Lelouch filme ça avec rigueur et minutie. Il prend son temps, on a presque la sensation d’être dans un Melville. Mais il va très vite troquer le dispositif du braquage pour tenter une embardée romantique, entre Lino Ventura et Françoise Fabian (au sommet de sa beauté) qui joue l’antiquaire voisine de la bijouterie visée. Je te vois venir. Tu penses que l’histoire d’amour va contaminer la réussite du casse et condamner Lino. Bah même pas. Si ce n’est que ça humanise le personnage, le détache de son objectif, le rend soudain vulnérable alors qu’il paraissait méthodique, l’idylle n’est pas l’argument du fiasco. Dans le récit tout du moins. Mais elle l’est d’un point de vue théorique : C’est le polar qui perd, l’histoire d’amour qui gagne. On est bien chez Lelouch.
Obnubilé par le fait de ne pas quitter le bijoutier pendant deux minutes et treize secondes (tandis que son complice file diamants en mains pour San Remo) Lino oublie que les issues de l’établissement se bloquent dès l’instant que le coffre-fort reste ouvert plus de deux minutes. Ça se joue sur rien. Et Lino joue magnifiquement la résignation. Autant que le bijoutier est merveilleux d’opportunisme glaçant, dans un premier temps, de sadisme gêné (un mélange de peur et d’admiration) à l’instant du fiasco de son agresseur. Tous les acteurs sont extraordinaires ici, de toute façon.

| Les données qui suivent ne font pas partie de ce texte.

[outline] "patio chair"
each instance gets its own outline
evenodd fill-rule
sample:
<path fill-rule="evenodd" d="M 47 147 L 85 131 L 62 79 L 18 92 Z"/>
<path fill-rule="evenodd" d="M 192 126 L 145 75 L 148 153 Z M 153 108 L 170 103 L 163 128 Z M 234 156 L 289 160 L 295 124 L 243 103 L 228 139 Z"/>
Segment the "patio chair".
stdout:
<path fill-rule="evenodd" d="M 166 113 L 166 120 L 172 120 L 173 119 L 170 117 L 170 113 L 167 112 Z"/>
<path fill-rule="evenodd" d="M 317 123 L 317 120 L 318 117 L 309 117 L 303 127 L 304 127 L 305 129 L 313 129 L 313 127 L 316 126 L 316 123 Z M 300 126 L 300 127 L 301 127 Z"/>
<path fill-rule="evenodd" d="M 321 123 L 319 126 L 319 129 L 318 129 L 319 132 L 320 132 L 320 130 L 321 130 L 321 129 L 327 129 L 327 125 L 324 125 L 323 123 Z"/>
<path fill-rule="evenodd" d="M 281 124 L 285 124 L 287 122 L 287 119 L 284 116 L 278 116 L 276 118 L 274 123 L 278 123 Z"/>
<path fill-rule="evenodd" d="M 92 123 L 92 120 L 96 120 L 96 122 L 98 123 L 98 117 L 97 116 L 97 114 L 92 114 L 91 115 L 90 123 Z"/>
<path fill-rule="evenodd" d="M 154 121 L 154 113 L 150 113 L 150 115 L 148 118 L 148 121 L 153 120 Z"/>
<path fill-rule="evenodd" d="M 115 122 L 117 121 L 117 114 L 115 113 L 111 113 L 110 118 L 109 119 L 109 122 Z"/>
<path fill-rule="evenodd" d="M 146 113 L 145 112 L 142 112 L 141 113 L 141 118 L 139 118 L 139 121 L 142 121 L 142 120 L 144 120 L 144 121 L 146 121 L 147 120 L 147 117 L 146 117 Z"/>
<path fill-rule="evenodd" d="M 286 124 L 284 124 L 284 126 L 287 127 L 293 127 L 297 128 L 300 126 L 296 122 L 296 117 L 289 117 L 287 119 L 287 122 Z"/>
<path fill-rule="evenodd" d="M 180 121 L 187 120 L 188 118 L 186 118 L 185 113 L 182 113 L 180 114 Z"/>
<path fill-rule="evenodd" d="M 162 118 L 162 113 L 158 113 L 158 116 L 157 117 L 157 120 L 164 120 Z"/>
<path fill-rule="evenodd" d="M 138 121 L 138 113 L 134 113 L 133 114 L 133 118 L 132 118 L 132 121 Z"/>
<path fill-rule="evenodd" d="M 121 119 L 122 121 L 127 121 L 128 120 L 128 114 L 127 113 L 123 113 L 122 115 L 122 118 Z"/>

Il y a tout un tas de moments géniaux, à l’image de ce plan (hélico, on suppose) qui suit l’itinéraire des braqueurs en bagnole de la bijouterie au port. Plan d’autant plus beau et osé qu’il met en scène une simple répétition. C’est l’unique scène d’action du film et ce n’est qu’un entrainement. J’adore quand on filme les répétitions de casse dans les films, je m’en rends compte. J’ai un super souvenir du film de Leconte, avec Lanvin et Giraudeau, Les spécialistes, notamment cette scène où ils tentent de passer, en voiture, entre deux bidons pour simuler les étroites cloisons d’une ruelle.
Il y a plein d’autres trouvailles comme ces cartons faisant défiler les années sur fond noir avec en fond sonore les conversations parloir de Ventura et Fabian. Des ruptures de rythme hyper casse-gueule – Il y a mille façons de sortir du film, mais on ne veut pourtant pas en sortir. Ainsi que de nombreuses versions mentales alternatives de certaines scènes : Belles car Lelouch n’en abuse pas. Il y a aussi ces trois superbes plans de bascule sur l’attente d’un taxi. Ainsi qu’un bouleversant échange de regards final. Et trois dialogues, immenses, merveilleux, quasi hors du récit, entre elle et lui, au restaurant, dans la rue, au lit. Dotés chaque fois de plans à rallonge, comme pour les unir contre tout.